Die Zeitschrift „ELEMENTE“ erschien erstmals 1986 und entspricht der Zeitschrift „éléments“ der französischen „Nouvelle Droite“. Deren Vordenker, Alain de Benoist, ist auch Verfasser von mehreren Artikeln in „ELEMENTE“. Das professionell gestaltete Blatt wird vom Thule-Seminars herausgegeben und versteht sich als dessen theoretisches Organ.

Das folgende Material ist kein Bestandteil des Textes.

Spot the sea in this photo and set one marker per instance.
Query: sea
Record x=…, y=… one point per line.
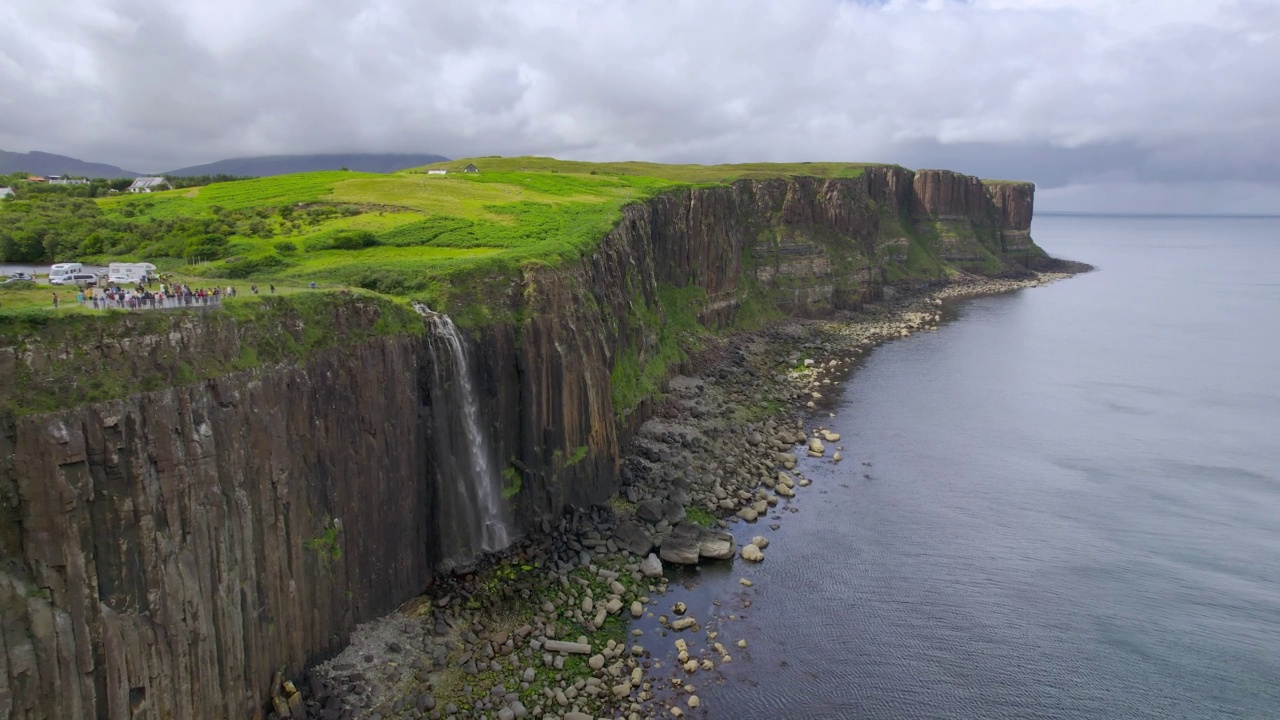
x=1064, y=502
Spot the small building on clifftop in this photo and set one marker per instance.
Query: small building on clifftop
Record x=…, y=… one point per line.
x=150, y=185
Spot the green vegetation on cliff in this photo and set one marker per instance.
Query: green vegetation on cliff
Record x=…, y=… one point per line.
x=410, y=235
x=146, y=351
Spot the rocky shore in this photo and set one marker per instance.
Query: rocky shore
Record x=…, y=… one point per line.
x=547, y=629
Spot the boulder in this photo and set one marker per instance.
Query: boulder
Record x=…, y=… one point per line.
x=681, y=546
x=652, y=566
x=650, y=510
x=632, y=537
x=716, y=545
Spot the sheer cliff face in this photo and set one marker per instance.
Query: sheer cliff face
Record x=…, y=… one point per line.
x=165, y=552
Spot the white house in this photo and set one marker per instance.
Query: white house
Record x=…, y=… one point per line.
x=149, y=185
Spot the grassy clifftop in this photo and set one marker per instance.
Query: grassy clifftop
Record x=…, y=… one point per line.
x=407, y=235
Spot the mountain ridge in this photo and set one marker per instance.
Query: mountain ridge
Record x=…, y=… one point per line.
x=260, y=165
x=51, y=164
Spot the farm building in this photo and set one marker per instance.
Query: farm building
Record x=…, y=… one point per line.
x=149, y=185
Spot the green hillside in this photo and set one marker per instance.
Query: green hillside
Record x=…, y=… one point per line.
x=407, y=235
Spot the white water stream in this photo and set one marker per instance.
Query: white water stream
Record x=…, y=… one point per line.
x=472, y=516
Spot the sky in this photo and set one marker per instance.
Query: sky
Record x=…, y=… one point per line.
x=1107, y=105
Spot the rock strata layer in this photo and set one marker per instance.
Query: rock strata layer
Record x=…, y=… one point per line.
x=164, y=554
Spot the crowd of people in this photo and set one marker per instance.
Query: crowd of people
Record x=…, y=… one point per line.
x=165, y=296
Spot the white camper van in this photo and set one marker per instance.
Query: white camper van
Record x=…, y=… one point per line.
x=129, y=272
x=60, y=270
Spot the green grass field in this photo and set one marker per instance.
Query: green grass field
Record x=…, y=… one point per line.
x=407, y=235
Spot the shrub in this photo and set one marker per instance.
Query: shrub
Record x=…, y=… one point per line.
x=352, y=240
x=246, y=267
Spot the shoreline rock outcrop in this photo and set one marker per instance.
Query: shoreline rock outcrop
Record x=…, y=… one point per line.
x=165, y=552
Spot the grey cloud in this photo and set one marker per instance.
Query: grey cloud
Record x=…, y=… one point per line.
x=1065, y=92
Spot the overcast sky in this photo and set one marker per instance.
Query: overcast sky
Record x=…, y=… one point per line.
x=1106, y=104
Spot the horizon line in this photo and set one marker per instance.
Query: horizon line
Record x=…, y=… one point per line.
x=1102, y=214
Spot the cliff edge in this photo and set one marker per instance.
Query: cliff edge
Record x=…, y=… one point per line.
x=191, y=501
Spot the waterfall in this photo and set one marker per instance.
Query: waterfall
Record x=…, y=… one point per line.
x=472, y=516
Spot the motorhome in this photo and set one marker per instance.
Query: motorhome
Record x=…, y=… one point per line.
x=63, y=269
x=129, y=272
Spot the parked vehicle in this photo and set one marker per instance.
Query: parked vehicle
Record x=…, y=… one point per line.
x=63, y=269
x=129, y=272
x=82, y=279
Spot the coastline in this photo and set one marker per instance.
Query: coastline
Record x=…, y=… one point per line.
x=547, y=629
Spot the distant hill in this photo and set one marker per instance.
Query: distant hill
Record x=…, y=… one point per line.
x=50, y=164
x=269, y=165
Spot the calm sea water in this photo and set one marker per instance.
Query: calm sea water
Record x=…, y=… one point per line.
x=1072, y=506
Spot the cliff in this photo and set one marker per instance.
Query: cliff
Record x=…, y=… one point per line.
x=232, y=493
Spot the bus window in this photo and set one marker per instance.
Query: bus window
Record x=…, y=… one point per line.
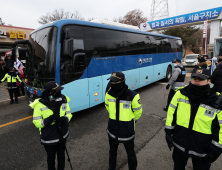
x=72, y=67
x=107, y=43
x=133, y=44
x=151, y=45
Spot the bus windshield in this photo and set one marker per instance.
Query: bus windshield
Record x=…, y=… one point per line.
x=41, y=66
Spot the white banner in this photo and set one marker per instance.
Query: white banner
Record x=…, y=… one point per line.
x=144, y=27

Das Thule-Seminar wiederum wurde 1980 in Anlehnung an die Thule-Gesellschaft (ihrerseits Nachfolgerin des Germanenordens und Ausgangspunkt bedeutender Faschisten im „Dritten Reich“) gegründet und hat seinen Sitz in Kassel und Thüringen. Laut „Neues Deutschland“ vom 15.2.93 kommt dem Thule-Seminar eine Koordinierungs- und ideologische Leitfunktion in der „Neuen Rechten“ zu. Ihm gehören Rechtsintellektuelle aus ganz Europa an. Ziel ist es, in Berufung auf u.a. germanische Mythen ein neues Wertesystem zu schaffen, um letztendlich die politische Macht zu übernehmen, Hauptthemen des Thule-Seminars sind nach dem „Neo-Nazi-Experten“ Prof. Siegfried Jäger: „Mythos und Übermensch, Boden und Blutsbande, Naturverwurzelung und (individuelle und nationale) Identität, Dialektik des Lebens und des Todes als Sozial-Darwinismus, gegen Egalität und für Mannigfaltigkeit“ (vgl.: JÄGER, S. (Hrsg.): „Rechtsdruck. Die Presse der Neuen Rechten“, Verlag J.H.WE. Dietz Nachf. GmbH, Berlin, Bonn, 1988).